Она посмотрела вдаль, поверх реки и холмов, и яркий свет ударил ей в глаза:
— Ох как мне глаза намозолили эти грязные, покрытые гнойниками сопливые дети, плачущие по углам в публичных домах. Дитя проститутки — кто может быть беззащитнее на всем белом свете! Нужно быть совсем дурой — а она, конечно, глупенькая, но все равно не настолько, — чтобы думать, будто проститутка может позволить себе роскошь иметь детей, породить кого-нибудь на свет божий. Проститутка на панели с цепляющимся за ее юбку ребенком — самое жалкое зрелище.
Не останавливая свою литанию, Корока оторвалась от шитья и осмотрела заштопанные прорехи на потерявшей цвет кофте:
— Ежели она не знала, как сделать так, чтобы ей брюхо
На мгновение она нерешительно замолчала. Воспоминания о тяжелой жизни были исключительно ее привилегией. Но если она не поможет Бернарде, эта невежда будет нести свой крест всю жизнь. А ведь Бернарда могла бы быть ее внучкой.

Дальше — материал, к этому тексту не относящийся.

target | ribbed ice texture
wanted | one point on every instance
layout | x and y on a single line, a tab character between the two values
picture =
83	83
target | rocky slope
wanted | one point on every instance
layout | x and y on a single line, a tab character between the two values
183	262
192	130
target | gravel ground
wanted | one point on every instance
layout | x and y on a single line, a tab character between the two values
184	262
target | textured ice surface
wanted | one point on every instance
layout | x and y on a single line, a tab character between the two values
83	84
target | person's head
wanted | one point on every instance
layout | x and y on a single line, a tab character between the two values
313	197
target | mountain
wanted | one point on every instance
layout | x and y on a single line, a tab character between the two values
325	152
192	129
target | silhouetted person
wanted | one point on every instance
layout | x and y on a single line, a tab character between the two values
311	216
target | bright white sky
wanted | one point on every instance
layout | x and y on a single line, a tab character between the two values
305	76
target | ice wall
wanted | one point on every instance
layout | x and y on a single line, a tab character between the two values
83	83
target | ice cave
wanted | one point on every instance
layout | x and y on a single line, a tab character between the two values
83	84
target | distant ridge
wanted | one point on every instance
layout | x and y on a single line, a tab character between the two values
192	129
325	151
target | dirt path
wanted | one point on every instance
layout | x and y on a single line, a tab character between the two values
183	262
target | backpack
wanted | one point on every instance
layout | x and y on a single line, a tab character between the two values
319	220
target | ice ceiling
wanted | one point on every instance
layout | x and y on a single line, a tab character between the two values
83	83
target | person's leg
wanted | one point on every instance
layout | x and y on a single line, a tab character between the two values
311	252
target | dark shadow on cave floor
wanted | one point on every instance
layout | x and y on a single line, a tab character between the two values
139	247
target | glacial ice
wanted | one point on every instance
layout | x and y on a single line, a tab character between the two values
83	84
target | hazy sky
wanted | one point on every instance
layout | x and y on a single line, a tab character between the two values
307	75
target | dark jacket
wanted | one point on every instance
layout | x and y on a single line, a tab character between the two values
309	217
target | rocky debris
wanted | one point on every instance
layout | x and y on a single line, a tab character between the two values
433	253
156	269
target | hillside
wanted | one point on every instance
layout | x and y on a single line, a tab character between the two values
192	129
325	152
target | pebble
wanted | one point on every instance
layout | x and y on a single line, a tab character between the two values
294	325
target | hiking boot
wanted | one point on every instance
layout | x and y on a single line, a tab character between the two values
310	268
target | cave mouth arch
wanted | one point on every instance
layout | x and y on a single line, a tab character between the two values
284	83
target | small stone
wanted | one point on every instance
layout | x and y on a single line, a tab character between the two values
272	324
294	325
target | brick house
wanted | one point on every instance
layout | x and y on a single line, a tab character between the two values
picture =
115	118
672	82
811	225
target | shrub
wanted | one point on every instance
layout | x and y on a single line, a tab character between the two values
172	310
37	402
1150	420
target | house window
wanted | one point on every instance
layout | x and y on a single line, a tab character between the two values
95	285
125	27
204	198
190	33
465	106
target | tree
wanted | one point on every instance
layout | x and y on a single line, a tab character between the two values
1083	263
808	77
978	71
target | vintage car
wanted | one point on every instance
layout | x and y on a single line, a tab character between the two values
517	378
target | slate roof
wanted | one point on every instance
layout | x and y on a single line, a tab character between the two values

— Я была совсем молоденькой, когда мать растолковала мне, как не забеременеть от полковника Илидиу. Я была любовницей полковника, у меня был свой дом. Он помог мне, когда Олаву, лишив меня девственности, помер от кровохарканья — слабая грудь у него была. Полковник дом мне построил, и было у меня все, чего душа пожелает. Стоило мне только захотеть, он давал вдвое больше того, что надо. Старый козел был и вправду влюблен по уши. Я как сыр в масле каталась — мать не уставала повторять. Надо было только не беременеть — этого бы дона Марколина уже не стерпела. Больше семи лет я жила барыней — или ты думаешь, что я родилась на панели? Я в это ремесло подалась, только когда полковник помер. Дона Марколина тогда приказала избить меня и прогнать из Макуку. Это был первый приказ, который она дала наемникам, сняв траур и начав управлять фазендой. — Корока подняла глаза от шитья. — А ведь могла и убить приказать.
Сквозь волосы, падающие на лицо, Бернарда следила за блуждающим взглядом Жасинты. Против света глаза казались пустыми, слепыми. Корока вернулась к шитью, и литания продолжилась:
— Кабы она спросила, я бы растолковала. Надо было только сказать: «Жасинта, как сделать так, чтобы не забеременеть?» И что, разве она спросила? Тогда бы она тут не сидела, не зная, кто отец ребенка.
Корока начала штопать нижнюю юбку, снова бросила косой взгляд на раздувшийся живот проститутки и сказала уже помягче:
— Ну, это тоже не повод киснуть. Я знаю рецепт одного снадобья из листьев, которые добывают тут в зарослях. Это верное снадобье — все как рукой снимет. Нужно только выпить, и в тот же самый день, через несколько часов, все наружу выйдет, одним махом — даже следа не останется. Его надо пить в воде, когда купаешься. Я этому научилась у покойной Кремилды, которая залетала через раз, от каждого чиха, — она этого не хотела, просто такая уж она была. Впрочем, сколько беременностей — столько и выкидышей.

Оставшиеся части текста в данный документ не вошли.